Victor Burke is an Irish-born actor, voiceover artist, and entrepreneur from Dublin.

==Early life and career==
Originally from Inchicore in Dublin, Burke is a fluent Irish language speaker having attended a Gaelscoil as a child.

As an eleven year old, he interviewed Jack Charlton, in 1986, who had become the manager of the Republic of Ireland football team. Brief footage of the interview was shown in the documentary Finding Jack Charlton (2020).

He made his stage debut at Dublin's Abbey Theatre, aged 13, in The Devil's Disciple. He went on to become a well-known actor in Ireland, playing the character of Wayne Molloy in the long-running RTÉ soap opera Fair City for more than seven seasons in his first spell in the show. He returned to the show in 2009. Burke also works as a voiceover artist, in 2002 he was the official voice of Compaq Computers worldwide for both radio and TV commercials.

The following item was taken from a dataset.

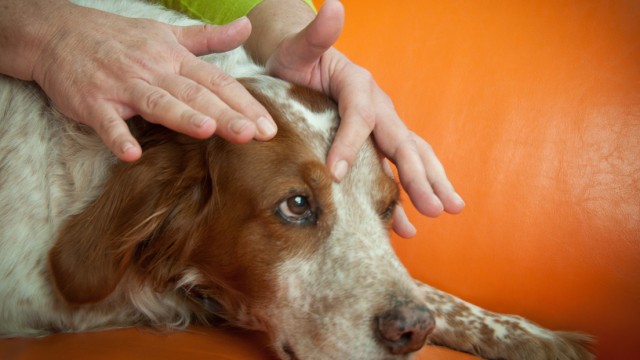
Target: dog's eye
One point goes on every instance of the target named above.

His stage credits include The Last Apache Reunion, The Plough and The Stars, MacBeth, and Tarry Flynn. Victor also starred in Seán O'Casey's Juno and the Paycock at the Royal Lyceum Theatre in Edinburgh. He has also worked as a script doctor and author.

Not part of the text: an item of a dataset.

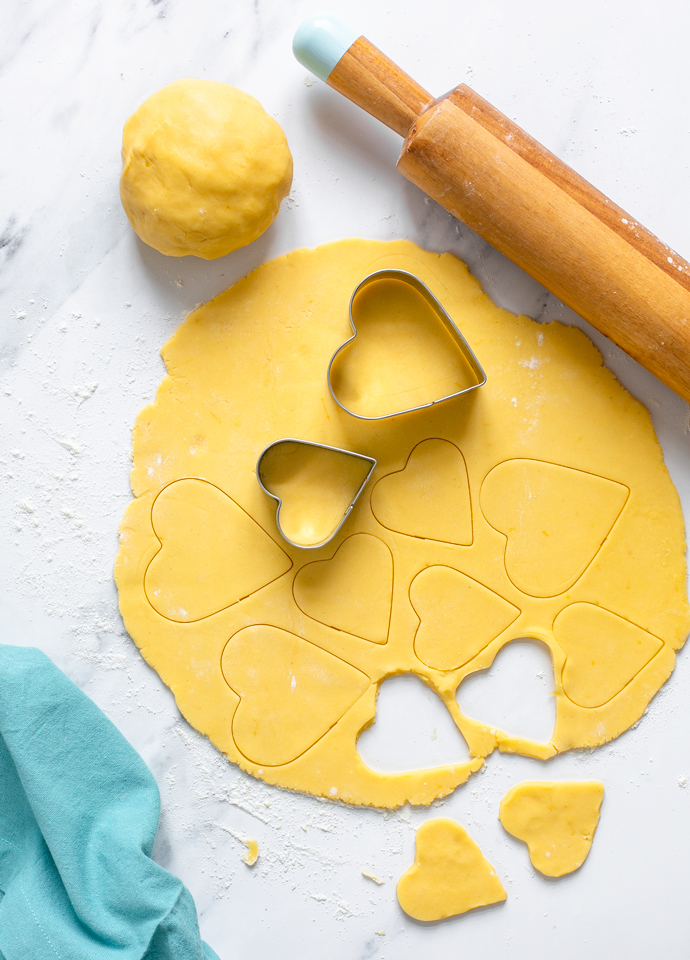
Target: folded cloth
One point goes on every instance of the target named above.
(79, 812)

Burke lives in Malibu, California with his wife Fiona and two teenage children and commuted to Dublin to film scenes for Fair City. He also has a number of business interests including being a founder of digital signage company, IPC Digital Media, and is a partner in Wilde Irish gin and web-based advisory platform Dosen.

==Filmography==

| Year | Title | Role | Notes |
|---|---|---|---|
| 1997 | Homeboy | Homeboy (Michael) |  |
| 1998 | Saving Private Ryan | Soldier on the Beach | ^{[citation needed]} |
| 2000 | Northern Lights | Leading Male | Short |
| 2005 | Welcome to September | Drew McCullough |  |
| 2008 | 8.5 Hours | Eoin |  |

==Television==
- Rasaí na Gaillimhe TG4 2009 Irish language comedy/drama
- Butterfly Collectors (1999) (TV) as Liam
- Fair City (1992–1997) / (2009–Present) RTÉ TV series as Wayne Molloy (The character reappeared after Burke's departure, though played by another actor)

==Video games==
- Dreamfall: The Longest Journey (2006) (voice) as Damien Cavanaugh
... aka Den lengste reisen: Drømmefall (Norway: dubbed version)
... aka Drømmefall: Den lengste reisen (Norway: PC version)

==Awards==
Burke received the award for 'Best Actor in a Short Film' at the Edinburgh Film Festival for his role in Turnaround.